Wednesday, May 22, 2013

Day #6: Closed Door

Time to call that person again.
I pick up my phone, and my fingers dial the 10-digit number. Cautiously pressing the phone up against my ear, I cross my fingers on my left hand and hope that the person doesn't answer. As the dial signal drains on, I anxiously await the voicemail. 10 more seconds.
"Hello?"
I skip a breath. My hopes are crushed. Disappointed, my voice perks up and starts asking away at whatever I was planning on speaking to the person about.

Does this scenario sound familiar?
You call someone, and you purposely wait for the voicemail so you don't have to interact with the person live.
I think it's funny how often we humans do this, especially in this digital age. We're becoming more and more afraid of conversation. And with this comes a fear of intimacy.

I have a fear of intimacy. That's what my eyes have become open to this summer.
At Caribou, I plant my feet behind the register and gaze down at the screen after punching in the customer's order, careful not to say too much to the guest, because that would be invading their privacy. I'm only an employee, anyway. Why would they want to establish a connection with me? I wear a brown apron and serve them coffee every day. No one special.
And it's not limited to work. I walk back to my room after work, and crash down on my bed or the chair and shut the door behind me. I seclude myself from my suitemates, because the introvert in me needs space.

Whatever the situation may be, I've learned that I'm terrified of stepping outside my comfort zone to interact with people I'm not close with already.
The funny thing is, as Christians, this is our calling. In Matthew 28:19, it says, "Therefore, go and make disciples of all nations." We are called to reach people of all shapes, colors, and backgrounds.

As if this isn't enough, God calls us to live our lives openly. In 2 Corinthians 6:11-13, Paul writes about  his interaction with the Corinthians:
"We have spoken FREELY to you, Corinthians, and OPENED WIDE OUR HEARTS TO YOU. We are not withholding our affection from you, but you are withholding yours from us.
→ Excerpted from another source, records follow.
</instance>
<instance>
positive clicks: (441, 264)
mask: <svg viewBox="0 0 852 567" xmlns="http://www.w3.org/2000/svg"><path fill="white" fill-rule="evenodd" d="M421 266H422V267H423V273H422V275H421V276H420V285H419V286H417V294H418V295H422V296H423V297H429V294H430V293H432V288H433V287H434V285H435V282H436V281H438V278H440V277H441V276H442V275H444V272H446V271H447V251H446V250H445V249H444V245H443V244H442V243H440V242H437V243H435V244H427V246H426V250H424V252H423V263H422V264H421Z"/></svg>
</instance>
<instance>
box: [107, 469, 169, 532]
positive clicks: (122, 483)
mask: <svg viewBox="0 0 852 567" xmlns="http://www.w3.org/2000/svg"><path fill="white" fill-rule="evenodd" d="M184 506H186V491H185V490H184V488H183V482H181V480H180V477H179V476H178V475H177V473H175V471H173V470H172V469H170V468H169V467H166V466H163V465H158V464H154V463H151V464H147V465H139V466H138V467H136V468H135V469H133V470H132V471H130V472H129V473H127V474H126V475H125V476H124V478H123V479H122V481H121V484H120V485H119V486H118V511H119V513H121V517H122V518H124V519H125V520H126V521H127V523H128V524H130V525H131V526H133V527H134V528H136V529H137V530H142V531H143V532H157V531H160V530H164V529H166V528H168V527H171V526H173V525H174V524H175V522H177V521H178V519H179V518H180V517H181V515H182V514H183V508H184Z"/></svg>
As a fair exchange -- I speak as to my children -- open wide your hearts also."

Paul and his companions spoke freely to the Corinthians and opened their hearts wide to them. They didn't hold anything back. They swung wide open the door of intimacy, and didn't allow anything to come between them. They were real and authentic, and didn't hide themselves in the shadows.

This is how I want to live. I want to embrace my identity as a child of light.
Instead of shaking behind the register at work, I want to get to know our guests and encourage them in their daily lives. 
Instead of escaping to the corridors of my room when I get home from work, I want to stop by people's rooms in the hall on the way back and say hello.
Instead of keeping my door shut, I want to keep it open to let others in. And not just a physical, wooden door -- the door of my heart.

**Are you afraid of intimacy? Do you hide yourself from others? What's causing you to build a wall up around yourself?